Each one acknowledges the collateral damage of war but takes great pains to catalog and compartmentalize the blame. Basically, both are willing to do whatever it takes and kill whoever needs to be killed as long as at the end of the day they can convince themselves it was someone else who is responsible. Sure, we have to kill people, but only because of this, this and this.
Coming in 1939, with Britain and Germany on the brink of war once again (in fact, when the film was released in the U.S., in October, 1939, World War II had already begun), the film has little patriotic fervor and much moral uncertainty. Like All Quiet on the Western Front (1930), it was a movie filmed between the two global conflicts, which allowed both films the room to give the Germans a more sympathetic portrayal. Since these are World War I German soldiers, and not Nazis, they could also portray a human heart at the center of the German commander without the risk of sinking the whole operation. In fact, Hardt even has a line at one point, when speaking with the civilians he is holding as prisoners of war, that they will be shot if they make a sound, only to remark when a baby cries, “with one obvious exception.”

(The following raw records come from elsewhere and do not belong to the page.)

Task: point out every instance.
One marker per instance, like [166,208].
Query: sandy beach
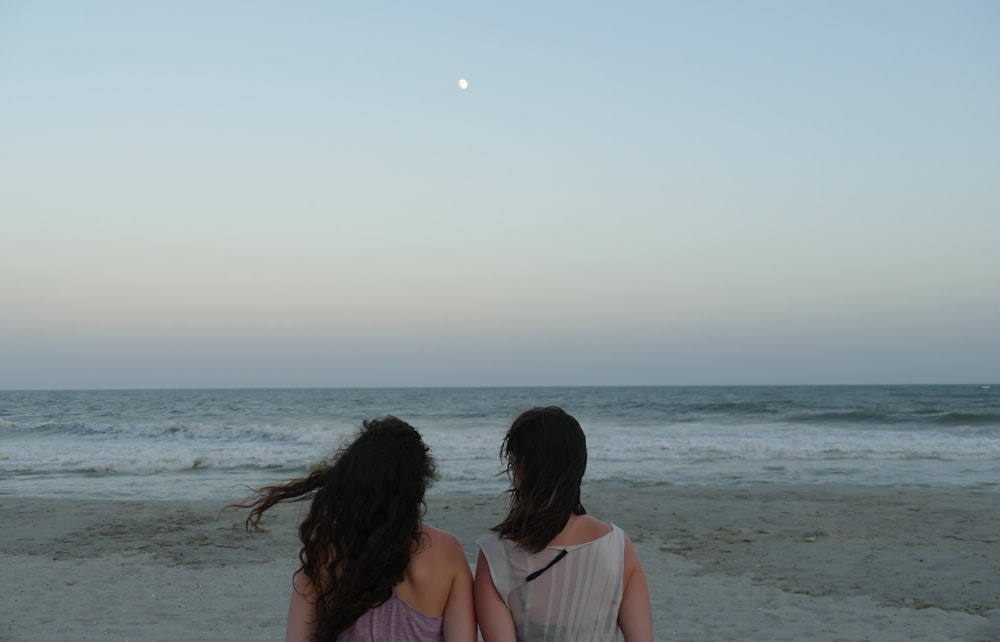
[816,563]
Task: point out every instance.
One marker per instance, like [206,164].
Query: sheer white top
[577,598]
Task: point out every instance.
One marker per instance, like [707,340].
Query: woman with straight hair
[549,572]
[371,568]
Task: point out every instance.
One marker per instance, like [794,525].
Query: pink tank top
[394,620]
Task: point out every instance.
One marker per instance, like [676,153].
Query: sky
[258,194]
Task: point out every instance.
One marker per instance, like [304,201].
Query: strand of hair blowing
[363,523]
[546,454]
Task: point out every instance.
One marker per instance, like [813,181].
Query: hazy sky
[235,194]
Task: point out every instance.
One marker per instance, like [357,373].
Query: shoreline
[723,563]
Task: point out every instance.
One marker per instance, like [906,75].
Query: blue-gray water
[211,444]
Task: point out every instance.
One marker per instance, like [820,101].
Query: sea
[219,444]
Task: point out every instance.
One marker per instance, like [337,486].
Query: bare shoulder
[440,545]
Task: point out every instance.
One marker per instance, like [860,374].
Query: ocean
[215,444]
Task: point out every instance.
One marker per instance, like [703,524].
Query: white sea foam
[155,443]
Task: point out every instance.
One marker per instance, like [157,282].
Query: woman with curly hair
[549,572]
[371,568]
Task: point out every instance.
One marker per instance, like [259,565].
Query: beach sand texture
[815,563]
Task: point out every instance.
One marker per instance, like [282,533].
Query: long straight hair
[545,452]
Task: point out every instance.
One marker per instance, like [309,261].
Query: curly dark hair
[545,452]
[364,521]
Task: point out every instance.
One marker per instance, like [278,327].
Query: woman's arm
[459,612]
[635,616]
[301,611]
[495,621]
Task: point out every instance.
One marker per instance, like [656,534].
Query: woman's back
[416,610]
[563,592]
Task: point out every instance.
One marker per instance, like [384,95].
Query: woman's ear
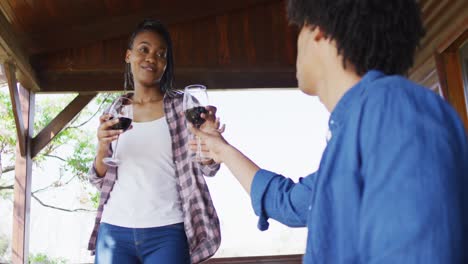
[127,56]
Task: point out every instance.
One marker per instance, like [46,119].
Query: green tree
[73,147]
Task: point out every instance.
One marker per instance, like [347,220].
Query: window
[464,64]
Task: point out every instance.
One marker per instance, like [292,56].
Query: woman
[155,206]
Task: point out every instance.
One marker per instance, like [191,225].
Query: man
[390,187]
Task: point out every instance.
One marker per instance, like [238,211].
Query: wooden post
[23,172]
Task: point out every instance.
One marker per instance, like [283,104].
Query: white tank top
[145,192]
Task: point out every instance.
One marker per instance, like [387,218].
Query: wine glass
[121,108]
[195,100]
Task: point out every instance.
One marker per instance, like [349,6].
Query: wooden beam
[87,81]
[22,186]
[16,106]
[10,45]
[60,121]
[171,12]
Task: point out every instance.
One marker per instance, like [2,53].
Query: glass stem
[115,150]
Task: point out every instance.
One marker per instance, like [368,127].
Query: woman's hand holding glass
[117,120]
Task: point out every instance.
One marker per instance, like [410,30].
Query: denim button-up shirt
[391,185]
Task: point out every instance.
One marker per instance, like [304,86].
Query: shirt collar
[338,114]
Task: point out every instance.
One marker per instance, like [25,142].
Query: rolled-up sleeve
[280,198]
[210,169]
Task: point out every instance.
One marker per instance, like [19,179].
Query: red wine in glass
[121,108]
[195,101]
[193,115]
[124,124]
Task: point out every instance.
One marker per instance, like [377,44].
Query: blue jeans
[165,244]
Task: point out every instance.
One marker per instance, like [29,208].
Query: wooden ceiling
[79,46]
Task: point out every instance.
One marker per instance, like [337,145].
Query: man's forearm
[240,166]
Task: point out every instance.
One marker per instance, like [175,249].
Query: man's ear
[318,34]
[127,56]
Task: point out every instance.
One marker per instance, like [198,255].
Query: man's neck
[334,84]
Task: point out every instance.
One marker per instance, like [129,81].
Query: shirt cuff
[259,186]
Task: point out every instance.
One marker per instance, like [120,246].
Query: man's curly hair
[370,34]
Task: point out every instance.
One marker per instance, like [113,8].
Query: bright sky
[282,130]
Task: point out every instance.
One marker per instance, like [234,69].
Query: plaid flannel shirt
[200,219]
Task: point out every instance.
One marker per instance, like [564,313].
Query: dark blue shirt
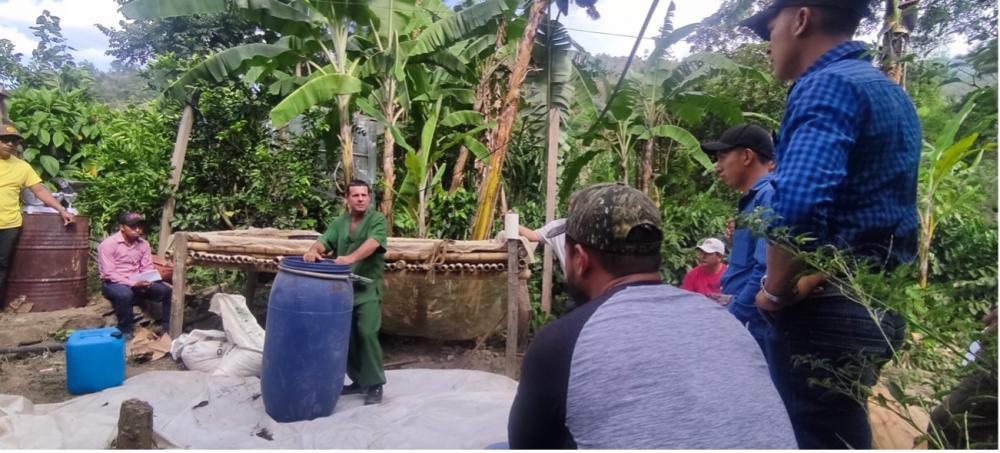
[847,158]
[748,255]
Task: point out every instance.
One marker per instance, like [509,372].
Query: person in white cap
[704,278]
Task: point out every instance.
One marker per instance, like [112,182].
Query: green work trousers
[364,354]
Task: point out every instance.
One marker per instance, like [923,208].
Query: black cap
[758,22]
[131,219]
[750,136]
[7,129]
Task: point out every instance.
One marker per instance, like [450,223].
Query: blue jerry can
[95,360]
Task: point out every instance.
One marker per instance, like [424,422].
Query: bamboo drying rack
[260,250]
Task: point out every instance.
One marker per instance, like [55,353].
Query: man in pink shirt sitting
[704,278]
[121,258]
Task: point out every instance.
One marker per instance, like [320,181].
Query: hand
[312,256]
[803,288]
[991,321]
[67,217]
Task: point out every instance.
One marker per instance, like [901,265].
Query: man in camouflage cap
[636,353]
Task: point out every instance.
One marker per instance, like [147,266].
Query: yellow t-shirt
[14,175]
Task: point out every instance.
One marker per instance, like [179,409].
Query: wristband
[777,300]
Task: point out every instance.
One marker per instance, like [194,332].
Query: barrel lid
[319,267]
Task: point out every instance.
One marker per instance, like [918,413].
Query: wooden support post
[550,204]
[180,285]
[177,167]
[512,307]
[3,104]
[250,285]
[513,293]
[135,426]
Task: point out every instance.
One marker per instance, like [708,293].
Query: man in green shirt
[357,238]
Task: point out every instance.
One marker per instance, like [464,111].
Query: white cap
[712,245]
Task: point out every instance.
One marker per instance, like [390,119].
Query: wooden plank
[512,308]
[177,166]
[180,285]
[552,160]
[250,285]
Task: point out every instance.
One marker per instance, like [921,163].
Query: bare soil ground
[41,377]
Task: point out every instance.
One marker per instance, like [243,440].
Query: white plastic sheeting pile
[422,409]
[237,351]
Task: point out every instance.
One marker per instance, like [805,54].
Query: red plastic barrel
[49,266]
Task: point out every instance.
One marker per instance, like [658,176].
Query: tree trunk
[481,105]
[390,178]
[177,169]
[647,165]
[422,207]
[388,153]
[458,173]
[483,220]
[898,22]
[346,138]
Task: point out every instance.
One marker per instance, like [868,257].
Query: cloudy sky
[618,17]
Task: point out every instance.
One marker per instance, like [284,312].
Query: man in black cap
[639,364]
[742,156]
[125,262]
[847,159]
[16,174]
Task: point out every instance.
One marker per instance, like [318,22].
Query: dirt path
[42,377]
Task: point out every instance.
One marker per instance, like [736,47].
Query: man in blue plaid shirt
[847,158]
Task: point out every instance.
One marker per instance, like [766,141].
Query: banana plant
[945,161]
[423,174]
[444,38]
[315,34]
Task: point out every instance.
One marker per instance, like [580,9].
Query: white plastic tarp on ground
[421,409]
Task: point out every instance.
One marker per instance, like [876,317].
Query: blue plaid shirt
[847,158]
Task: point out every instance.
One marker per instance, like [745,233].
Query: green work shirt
[338,238]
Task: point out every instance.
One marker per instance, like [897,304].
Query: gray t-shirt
[557,244]
[645,366]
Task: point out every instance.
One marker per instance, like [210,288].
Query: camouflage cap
[7,129]
[613,218]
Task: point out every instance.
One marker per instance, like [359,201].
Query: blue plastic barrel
[95,360]
[308,329]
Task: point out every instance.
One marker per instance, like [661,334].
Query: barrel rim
[326,267]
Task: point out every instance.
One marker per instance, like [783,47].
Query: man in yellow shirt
[14,175]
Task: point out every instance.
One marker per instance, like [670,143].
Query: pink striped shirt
[117,260]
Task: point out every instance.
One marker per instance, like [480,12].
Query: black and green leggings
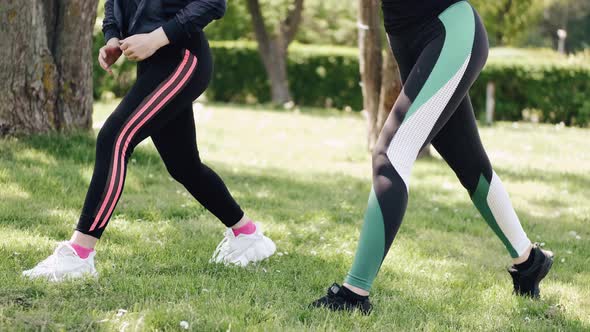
[438,62]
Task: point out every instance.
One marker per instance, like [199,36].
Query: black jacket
[180,19]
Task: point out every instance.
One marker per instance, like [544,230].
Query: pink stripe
[139,125]
[122,134]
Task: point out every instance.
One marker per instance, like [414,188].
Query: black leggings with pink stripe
[159,105]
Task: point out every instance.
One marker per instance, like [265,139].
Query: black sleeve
[109,24]
[193,18]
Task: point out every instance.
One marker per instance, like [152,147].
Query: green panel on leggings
[459,23]
[480,199]
[369,254]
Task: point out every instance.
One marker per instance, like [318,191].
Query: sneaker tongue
[66,250]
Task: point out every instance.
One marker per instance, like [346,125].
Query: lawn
[306,176]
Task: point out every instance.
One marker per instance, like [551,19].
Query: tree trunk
[371,63]
[273,49]
[46,65]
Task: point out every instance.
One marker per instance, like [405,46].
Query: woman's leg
[459,144]
[153,101]
[177,144]
[169,79]
[435,87]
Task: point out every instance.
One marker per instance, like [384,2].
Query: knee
[379,158]
[106,137]
[185,173]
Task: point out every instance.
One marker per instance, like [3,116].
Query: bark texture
[45,65]
[371,64]
[273,46]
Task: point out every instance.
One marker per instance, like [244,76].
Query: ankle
[81,251]
[524,257]
[356,290]
[246,228]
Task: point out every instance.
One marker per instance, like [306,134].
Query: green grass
[307,177]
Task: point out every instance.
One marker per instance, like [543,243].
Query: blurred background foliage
[532,80]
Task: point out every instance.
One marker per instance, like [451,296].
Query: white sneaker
[243,249]
[63,264]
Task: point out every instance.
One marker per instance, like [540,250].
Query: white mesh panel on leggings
[505,216]
[405,145]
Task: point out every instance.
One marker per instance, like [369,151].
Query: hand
[142,46]
[109,54]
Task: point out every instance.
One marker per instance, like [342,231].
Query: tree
[381,83]
[273,46]
[46,65]
[509,21]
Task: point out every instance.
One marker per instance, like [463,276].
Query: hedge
[318,76]
[551,86]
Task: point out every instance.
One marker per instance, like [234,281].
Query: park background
[282,122]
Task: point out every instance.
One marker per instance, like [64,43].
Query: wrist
[160,37]
[113,42]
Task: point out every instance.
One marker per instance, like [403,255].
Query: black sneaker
[341,298]
[526,282]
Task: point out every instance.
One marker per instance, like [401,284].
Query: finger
[102,63]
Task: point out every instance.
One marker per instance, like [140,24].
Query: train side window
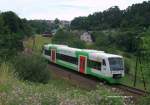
[104,63]
[47,52]
[73,60]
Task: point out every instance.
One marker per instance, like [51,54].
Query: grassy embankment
[56,92]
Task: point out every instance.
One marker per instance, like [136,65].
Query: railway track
[89,82]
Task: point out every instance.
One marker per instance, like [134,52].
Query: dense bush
[31,68]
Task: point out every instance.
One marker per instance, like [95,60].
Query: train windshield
[116,64]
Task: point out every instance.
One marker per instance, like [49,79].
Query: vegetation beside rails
[14,91]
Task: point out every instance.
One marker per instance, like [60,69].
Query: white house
[86,36]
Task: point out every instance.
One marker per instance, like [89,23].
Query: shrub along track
[89,83]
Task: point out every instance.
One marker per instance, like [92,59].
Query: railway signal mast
[141,60]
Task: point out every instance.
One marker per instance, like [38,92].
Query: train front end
[116,66]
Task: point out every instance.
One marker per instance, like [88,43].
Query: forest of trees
[136,15]
[12,32]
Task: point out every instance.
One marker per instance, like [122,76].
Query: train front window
[115,64]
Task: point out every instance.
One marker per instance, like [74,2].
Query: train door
[53,55]
[82,64]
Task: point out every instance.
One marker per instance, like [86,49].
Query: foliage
[40,26]
[13,30]
[144,101]
[32,68]
[67,38]
[136,15]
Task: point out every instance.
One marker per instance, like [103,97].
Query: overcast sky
[61,9]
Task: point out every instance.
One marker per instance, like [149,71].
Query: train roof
[94,53]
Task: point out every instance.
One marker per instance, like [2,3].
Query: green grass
[56,92]
[128,79]
[39,42]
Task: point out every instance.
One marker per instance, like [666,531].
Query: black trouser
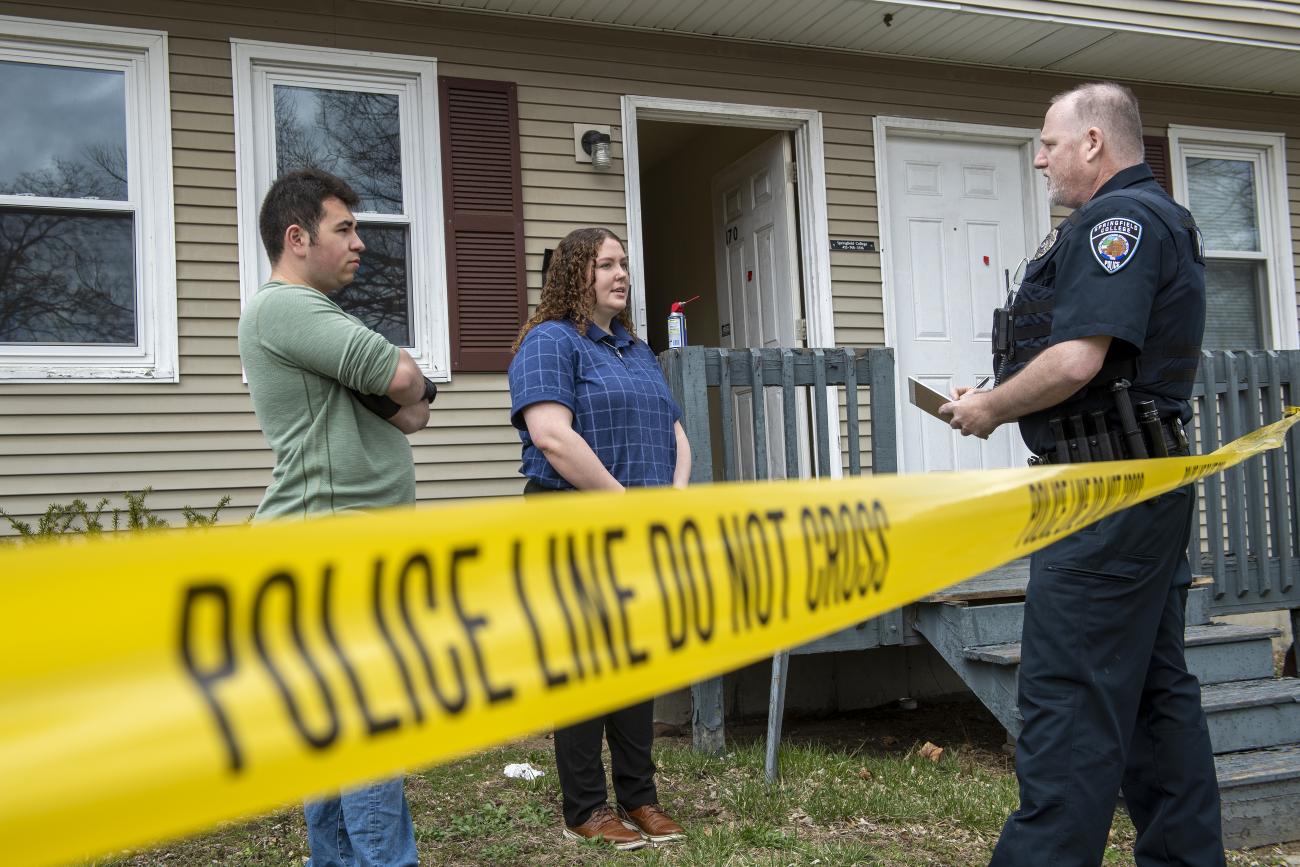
[629,732]
[577,758]
[1108,702]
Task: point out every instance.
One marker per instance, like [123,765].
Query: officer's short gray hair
[1113,109]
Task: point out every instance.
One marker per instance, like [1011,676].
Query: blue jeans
[367,827]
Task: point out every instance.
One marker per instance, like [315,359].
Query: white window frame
[142,56]
[258,68]
[1266,151]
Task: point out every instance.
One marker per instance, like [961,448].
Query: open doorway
[714,212]
[679,164]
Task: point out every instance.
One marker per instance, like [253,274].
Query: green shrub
[78,519]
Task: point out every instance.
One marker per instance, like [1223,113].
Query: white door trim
[810,195]
[1038,215]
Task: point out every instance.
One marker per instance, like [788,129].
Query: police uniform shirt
[1118,267]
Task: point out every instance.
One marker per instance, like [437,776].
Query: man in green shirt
[336,402]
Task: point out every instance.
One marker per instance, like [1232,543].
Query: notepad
[926,398]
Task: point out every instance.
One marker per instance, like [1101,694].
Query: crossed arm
[1049,378]
[550,425]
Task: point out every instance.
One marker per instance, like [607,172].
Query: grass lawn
[852,793]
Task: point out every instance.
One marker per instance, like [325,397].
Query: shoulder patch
[1114,242]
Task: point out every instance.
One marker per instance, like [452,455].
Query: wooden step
[1005,582]
[1259,790]
[1008,582]
[1248,653]
[1252,714]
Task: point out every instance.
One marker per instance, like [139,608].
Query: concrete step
[1260,792]
[1252,714]
[1217,653]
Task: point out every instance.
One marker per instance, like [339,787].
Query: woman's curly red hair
[567,290]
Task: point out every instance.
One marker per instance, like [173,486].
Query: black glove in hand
[380,404]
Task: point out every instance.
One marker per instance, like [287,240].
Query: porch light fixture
[598,146]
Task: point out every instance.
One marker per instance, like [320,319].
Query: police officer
[1116,293]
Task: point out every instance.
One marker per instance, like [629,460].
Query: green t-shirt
[302,354]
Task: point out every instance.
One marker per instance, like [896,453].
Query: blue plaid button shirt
[614,388]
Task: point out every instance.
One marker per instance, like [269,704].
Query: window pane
[381,294]
[1223,203]
[64,131]
[1233,315]
[351,134]
[66,277]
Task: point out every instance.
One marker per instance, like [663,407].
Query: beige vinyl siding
[196,441]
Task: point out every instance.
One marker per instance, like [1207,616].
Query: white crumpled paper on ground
[524,771]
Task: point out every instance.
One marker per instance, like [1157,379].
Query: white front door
[957,232]
[758,284]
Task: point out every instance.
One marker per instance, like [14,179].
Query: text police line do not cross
[443,663]
[285,659]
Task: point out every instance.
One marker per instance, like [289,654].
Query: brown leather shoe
[602,824]
[654,823]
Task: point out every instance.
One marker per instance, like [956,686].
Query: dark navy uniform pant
[1108,702]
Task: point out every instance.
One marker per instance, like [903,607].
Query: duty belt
[1097,443]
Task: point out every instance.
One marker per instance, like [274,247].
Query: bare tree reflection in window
[352,134]
[68,276]
[380,295]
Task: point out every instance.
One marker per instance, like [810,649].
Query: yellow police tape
[157,684]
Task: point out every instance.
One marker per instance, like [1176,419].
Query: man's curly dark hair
[567,289]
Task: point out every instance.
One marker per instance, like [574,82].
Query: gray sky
[56,112]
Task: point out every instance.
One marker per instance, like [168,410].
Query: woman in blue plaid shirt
[593,412]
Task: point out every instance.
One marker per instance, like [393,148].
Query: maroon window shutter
[1157,157]
[486,290]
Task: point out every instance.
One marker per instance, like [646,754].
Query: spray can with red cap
[677,324]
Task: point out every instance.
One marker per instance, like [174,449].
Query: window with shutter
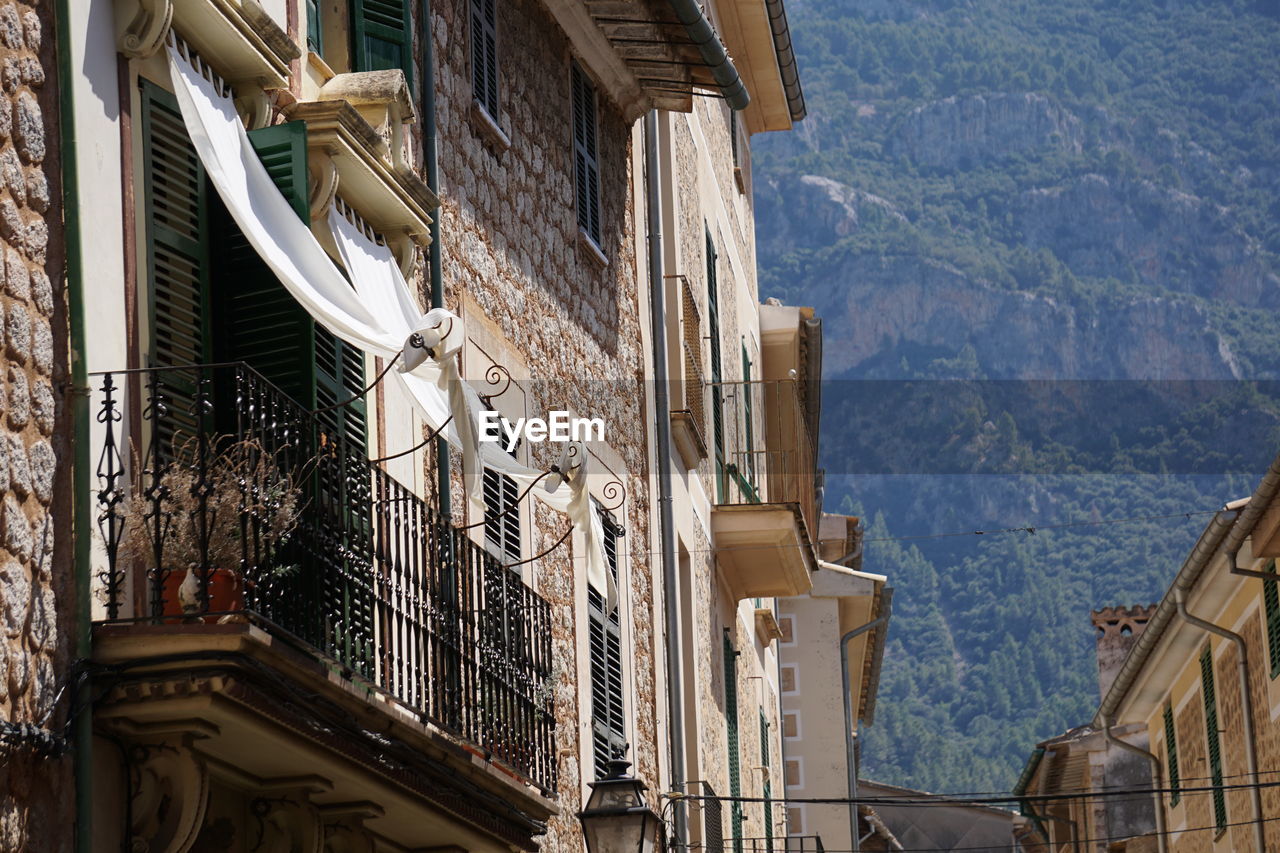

When the end comes and Hardt and Jean must go in their chosen directions to work with their own sides, they both feel a sense of loss, not just because they know others will die, but because the war itself has rendered intimate relationships between people of different nationalities all but moot. If they can accept that they are enemies and, by design, feel nothing, then it simplifies everything, as Hardt says, and makes it easier to take.
The Spy in Black was the first collaboration between Powell and Pressburger but Powell had been directing Quota Quickies for years (short productions, usually an hour or so in length, to satisfy British quotas for British movies in British theaters) and had long developed an instinct for quick action and efficient editing. Like those films, The Spy in Black has little to no dead space, no lingering scenes, no drawn out conversations. And Veidt and Hobson are terrific in their roles, making believable their dual conflicts between love of country and wholesale murder. Sebastian Shaw, as the double agent Ashington, does a fine job too but the emotional action is all Veidt and Hobson. As for Shaw, some of you might recognize his name from the third installment of the original Star Wars trilogy, The Return of the Jedi (1983). Shaw got the plum role of Darth Vader unmasked.
Powell and Pressburger became famous for works like The Life and Death of Colonel Blimp(1943), Black Narcissus(1947) and The Red Shoes (1948), masterworks all, but there’s a lot of great work going on in their earlier films as well. The Spy in Black isn’t a great film but does shows all the signs of the greatness yet to come. And as their first film together, to paraphrase another Conrad Veidt movie, The Spy in Black marked the beginning of a beautiful film-making friendship.